April 16, 2010 | By: Tracy

Procrastinating ... or Gun Shy?

Thanks to all who played along & had fun with the questions yesterday! If I ever have a cocktail party I'm inviting all of you to help keep things interesting. For those who mentioned, I'm totally cool with anyone wanting to use the idea for your blogs. I like answering questions!

** Sidenote: Quil, if you're reading this, you really DO need to get one of these fandangled blog things. All the cool kids are doing it these days!**

Okay so back on track here, Tracy. See, I even wind up procrastinating in my post about procrastination.

I've always known that procrastination (or dawdling as my grandmother would have put it) is one of my biggest obstacles in life. I consider myself a Type A personality with slacker tendencies. If I can't do something perfectly, I'd almost rather not do it at all. When I'm excited about something I get all Rain Man. I can spend hours writing or watching baseball (or a Deadliest Catch marathon -- seriously, that show is addictive), and I'm golden. Ask me to spend ten minutes looking over benefits insurance and I start to hyperventilate.

Here's where I'm stuck: I know I need to start querying again -- let's face it, agents aren't going to come knocking on my front door asking if I have a story they could take a look at. I need to jump back in with both feet. Problem is, I'm still hesitating for some reason.

Now I'm thinking -- "Maybe I need to do one more quick revision of the first chapter", "Perhaps I should revamp the ending completely", "Maybe the phrasing in my synopsis is a little clunky and I should take another look at it."

These are all viable questions, except yesterday I wasn't worried about any of those things!! Today - my self imposed deadline to start querying again - the questions are flying at me from every angle.

Can I tell you a little secret?  I know it sounds crazy, because at this point it's totally putting the cart in front of the horse. But I just realized, I've spent so much time focused on learning how to snag an agent, that I don't know anywhere near as much about what comes after. So at this point, I'm almost as intimidated at the idea of being accepted, as I am about being rejected.

I think I need to see a shrink! ;o)

Anyway, Happy Friday All!!! (Except for those of you where it isn't Friday anymore...in which case I bid you a happy Saturday)

8 witty remarks:

Matthew MacNish said...

Why do today what you can put off until tomorrow?

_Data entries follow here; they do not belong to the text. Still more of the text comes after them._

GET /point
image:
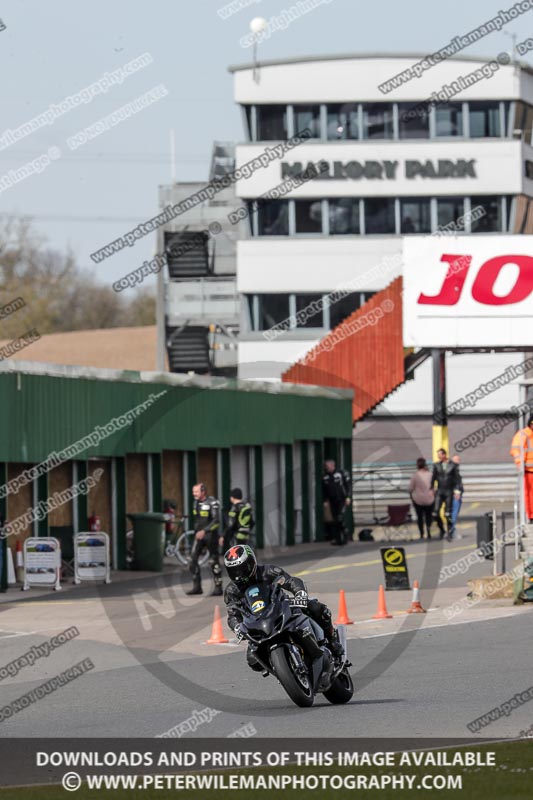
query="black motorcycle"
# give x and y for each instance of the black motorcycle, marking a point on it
(290, 645)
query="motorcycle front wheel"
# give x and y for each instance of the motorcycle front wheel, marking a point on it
(297, 687)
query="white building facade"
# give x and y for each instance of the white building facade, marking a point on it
(391, 166)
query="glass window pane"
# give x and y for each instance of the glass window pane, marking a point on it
(271, 123)
(248, 113)
(491, 221)
(273, 218)
(377, 121)
(484, 119)
(413, 121)
(343, 121)
(307, 117)
(342, 307)
(344, 215)
(314, 317)
(379, 215)
(415, 215)
(308, 216)
(449, 210)
(273, 309)
(449, 119)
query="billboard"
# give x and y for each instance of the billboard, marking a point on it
(468, 291)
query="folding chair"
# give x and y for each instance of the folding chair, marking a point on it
(397, 520)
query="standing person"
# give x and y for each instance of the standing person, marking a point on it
(336, 487)
(457, 497)
(206, 516)
(446, 476)
(240, 521)
(522, 449)
(422, 496)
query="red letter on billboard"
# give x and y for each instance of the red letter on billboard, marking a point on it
(453, 282)
(482, 289)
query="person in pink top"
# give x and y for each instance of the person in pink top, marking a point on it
(422, 496)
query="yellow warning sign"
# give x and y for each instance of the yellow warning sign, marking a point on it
(394, 557)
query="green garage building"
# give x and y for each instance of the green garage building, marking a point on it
(152, 436)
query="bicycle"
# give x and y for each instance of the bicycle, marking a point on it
(180, 545)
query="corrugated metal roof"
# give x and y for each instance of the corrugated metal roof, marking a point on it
(363, 355)
(44, 410)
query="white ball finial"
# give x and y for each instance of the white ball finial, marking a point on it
(258, 24)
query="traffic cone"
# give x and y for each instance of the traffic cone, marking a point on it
(19, 563)
(382, 612)
(217, 634)
(343, 618)
(416, 605)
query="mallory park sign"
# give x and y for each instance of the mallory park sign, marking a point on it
(383, 170)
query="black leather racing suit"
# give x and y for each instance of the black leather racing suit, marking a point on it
(206, 517)
(270, 574)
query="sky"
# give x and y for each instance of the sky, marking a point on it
(85, 198)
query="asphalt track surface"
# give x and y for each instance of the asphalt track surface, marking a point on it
(153, 670)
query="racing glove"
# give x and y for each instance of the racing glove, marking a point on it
(240, 633)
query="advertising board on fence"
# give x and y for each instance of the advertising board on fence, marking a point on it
(42, 562)
(91, 557)
(468, 291)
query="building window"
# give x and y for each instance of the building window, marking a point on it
(449, 119)
(271, 123)
(449, 211)
(308, 216)
(307, 117)
(273, 309)
(343, 215)
(484, 119)
(523, 122)
(415, 215)
(273, 218)
(377, 121)
(312, 304)
(342, 307)
(343, 121)
(379, 215)
(413, 121)
(491, 221)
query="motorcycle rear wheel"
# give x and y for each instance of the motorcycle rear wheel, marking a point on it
(341, 690)
(299, 694)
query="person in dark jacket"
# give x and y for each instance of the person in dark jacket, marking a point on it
(445, 479)
(240, 521)
(336, 490)
(244, 571)
(206, 517)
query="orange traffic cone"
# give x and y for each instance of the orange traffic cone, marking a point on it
(382, 612)
(416, 605)
(19, 563)
(343, 618)
(217, 634)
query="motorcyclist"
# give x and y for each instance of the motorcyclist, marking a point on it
(240, 521)
(243, 571)
(206, 515)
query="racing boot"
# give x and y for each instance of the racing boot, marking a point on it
(334, 643)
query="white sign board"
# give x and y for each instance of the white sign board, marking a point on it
(468, 291)
(42, 562)
(91, 557)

Today's guest blogger is Rachel Alpine!

Jessica Bell said...

LOL tracy you make me laugh :) I was like that, but then eventually I just did it, and now I'm constantly on the edge of my seat waiting for answers. If you want someone to have another look at your submission package (i.e. query, synopsis and first chapter) I'd love to. I don't know if mine is perfect, but I've had one full request and one partial from it so far ... Perhaps you might like my opinion? Let me know.

Lindsay Smith said...

OCD and perfectionism--such a deadly combination! I definitely suffer for it too. I completely shirk off the things I know I won't do perfectly--or else panic about them to no use.

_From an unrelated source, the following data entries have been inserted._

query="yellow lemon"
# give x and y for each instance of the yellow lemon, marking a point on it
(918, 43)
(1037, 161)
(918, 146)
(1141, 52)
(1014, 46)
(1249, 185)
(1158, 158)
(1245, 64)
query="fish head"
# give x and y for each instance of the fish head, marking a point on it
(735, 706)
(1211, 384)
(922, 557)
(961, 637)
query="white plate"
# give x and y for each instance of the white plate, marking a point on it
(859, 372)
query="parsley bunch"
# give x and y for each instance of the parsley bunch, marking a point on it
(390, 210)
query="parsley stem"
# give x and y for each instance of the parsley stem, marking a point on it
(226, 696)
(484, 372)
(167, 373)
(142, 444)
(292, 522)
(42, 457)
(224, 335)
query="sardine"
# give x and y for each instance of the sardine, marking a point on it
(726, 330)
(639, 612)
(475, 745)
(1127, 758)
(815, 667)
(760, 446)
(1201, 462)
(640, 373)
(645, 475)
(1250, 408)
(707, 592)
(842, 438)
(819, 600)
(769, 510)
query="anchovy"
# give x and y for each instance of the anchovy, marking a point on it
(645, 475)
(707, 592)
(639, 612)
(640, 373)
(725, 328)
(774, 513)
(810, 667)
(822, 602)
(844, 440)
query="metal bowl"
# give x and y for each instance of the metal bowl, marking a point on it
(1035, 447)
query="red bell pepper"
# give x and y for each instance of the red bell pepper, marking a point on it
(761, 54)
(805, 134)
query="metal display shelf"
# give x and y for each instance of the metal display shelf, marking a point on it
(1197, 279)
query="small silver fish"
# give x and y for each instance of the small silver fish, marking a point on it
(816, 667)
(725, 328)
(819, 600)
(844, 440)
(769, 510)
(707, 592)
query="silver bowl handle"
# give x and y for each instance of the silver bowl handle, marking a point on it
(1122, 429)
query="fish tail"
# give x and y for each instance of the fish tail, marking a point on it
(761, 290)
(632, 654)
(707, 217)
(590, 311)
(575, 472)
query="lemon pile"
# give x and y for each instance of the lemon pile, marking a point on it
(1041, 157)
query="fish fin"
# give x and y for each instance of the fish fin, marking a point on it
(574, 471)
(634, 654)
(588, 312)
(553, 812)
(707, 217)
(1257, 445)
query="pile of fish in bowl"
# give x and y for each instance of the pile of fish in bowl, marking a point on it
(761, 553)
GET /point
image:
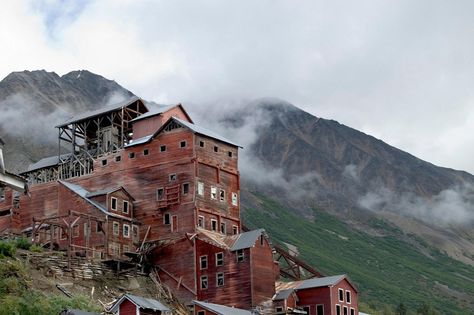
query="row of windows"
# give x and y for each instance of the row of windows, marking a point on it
(125, 205)
(219, 281)
(345, 310)
(341, 296)
(223, 226)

And don't worry about what comes after you land an agent! Let your agent worry about that. ;) You will almost certainly be asked for endless revisions, of course, but at least the suggestions will be coming from wonderful and brilliant people who are financially invested in making your book the best it can be.

Good luck!

JE said...

Hahahaha....so now you're scared that someone might say yes? You crack me up!

There's always the fear in the unknown - but you seem like pretty strong person, I think you can handle it.

Send those queries out!

~JD

Terry Towery said...

I'm the same way -- a perfectionist. And an egomaniac with an inferiority complex, I might add. Consequently, I'm my own worst enemy, but I'm rather proud of it! ;)

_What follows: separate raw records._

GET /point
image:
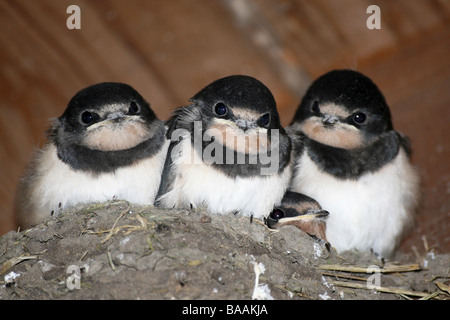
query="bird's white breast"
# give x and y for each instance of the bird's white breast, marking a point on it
(199, 184)
(57, 185)
(366, 213)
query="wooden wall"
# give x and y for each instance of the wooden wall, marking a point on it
(168, 50)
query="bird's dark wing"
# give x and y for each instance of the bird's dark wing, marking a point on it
(182, 119)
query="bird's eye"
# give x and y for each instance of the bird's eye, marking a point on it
(315, 107)
(264, 120)
(359, 118)
(220, 109)
(277, 214)
(133, 109)
(88, 117)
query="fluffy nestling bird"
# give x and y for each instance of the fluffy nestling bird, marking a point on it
(354, 163)
(228, 151)
(108, 143)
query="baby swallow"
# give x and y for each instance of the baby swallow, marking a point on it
(228, 151)
(353, 163)
(107, 144)
(301, 211)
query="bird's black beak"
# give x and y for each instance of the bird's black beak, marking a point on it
(330, 120)
(246, 124)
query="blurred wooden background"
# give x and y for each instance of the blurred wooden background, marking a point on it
(168, 50)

And I hate querying. Just HATE it. Perhaps that's why I'm just sitting here with my thumb up my butt, doing nothing?

Go for it, Tracy. I need to see SOMEONE succeed, you know?

Shelley Sly said...

Haha... I can so relate to this (and it looks like other bloggers can too. Is it a writer thing?) I've been working hard on my writing for years, but then when it finally comes down to the query process -- which I've done before and will be doing again in a few months -- suddenly I feel like saying, "Just kidding, I never meant to do this." Putting yourself out there is so scary. But I've been doing more research and becoming more familiarized with the industry, and that's been helping ease my anxiety. Good luck!

Elana Johnson said...

Procrastination...it's my biggest enemy too! And I know what you mean about not knowing what comes after the query. That is a hard thing, because it's so different for every person. But it's thrilling and you can learn as you go, so send those queries out!!

ModernDayDrifter said...

It depends on what it is with me and procrastination. I have horrible ADD attacks where I can't focus on anything. If it really interests me, I can spend all day doing it. If I hate it, don't even ask. It's bad.